In slam, there are still a lot of applications about gradient descent in machine learning, but it is not very clear about the concepts such as "reverse gradient direction is the fastest direction for partial decline of function values, some of your understanding is attached below.
Glossary:
Gradient:
A gradient is a vector that indicates that the direction derivative of a function at this point is maximized along this direction, that is, the function is the fastest changing along the gradient direction at this point.
Located in the plane area D with a first-order continuous partial derivative, is a unit vector, if the following limit value exists
This derivative is recorded
The limit value is the derivative along the direction, so we can find the direction derivative in any direction.
The simplified calculation is as follows:
Set,
Then we can get:
(For the angle between the vector and the vector)
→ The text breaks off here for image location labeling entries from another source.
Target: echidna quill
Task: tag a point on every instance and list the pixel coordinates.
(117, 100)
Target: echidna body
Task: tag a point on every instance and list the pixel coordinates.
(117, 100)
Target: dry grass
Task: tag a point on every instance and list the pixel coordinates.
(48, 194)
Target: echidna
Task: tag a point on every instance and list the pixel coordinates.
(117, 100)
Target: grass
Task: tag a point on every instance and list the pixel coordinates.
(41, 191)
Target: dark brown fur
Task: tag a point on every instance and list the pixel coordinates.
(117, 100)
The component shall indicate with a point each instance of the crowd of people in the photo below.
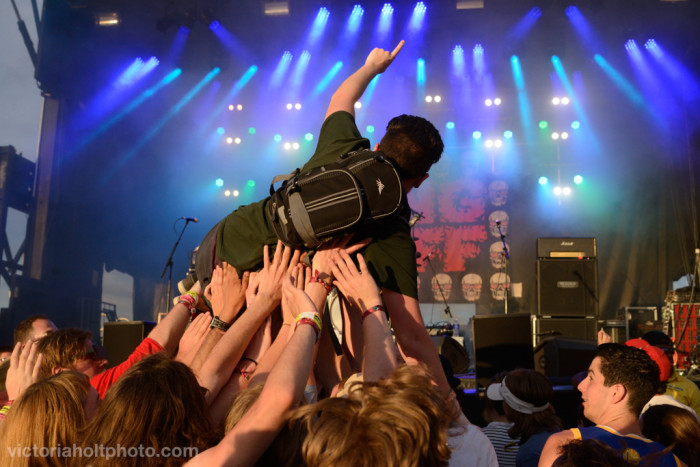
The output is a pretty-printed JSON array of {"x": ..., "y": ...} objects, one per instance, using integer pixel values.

At this time, if we want to obtain the maximum value, that is, when it is 0 degrees, that is, the vector (this direction is always changing, and we are looking for the fastest change direction of a function) when it is parallel to a vector (when the point in this direction is fixed, it is fixed), the direction derivative is the largest. the biggest derivative of the direction is the unit step, and the function value changes the fastest in the reverse direction.
The fastest way to drop function values is in the same direction as the vector. so now I name vector A as a gradient (when a point is determined, the gradient direction is determined), that is, why the gradient direction is the biggest direction of the Function Change Rate !!!
Then, you can find the fastest way to decrease the gradient.
The reverse gradient direction is the fastest possible direction for local decline of function values.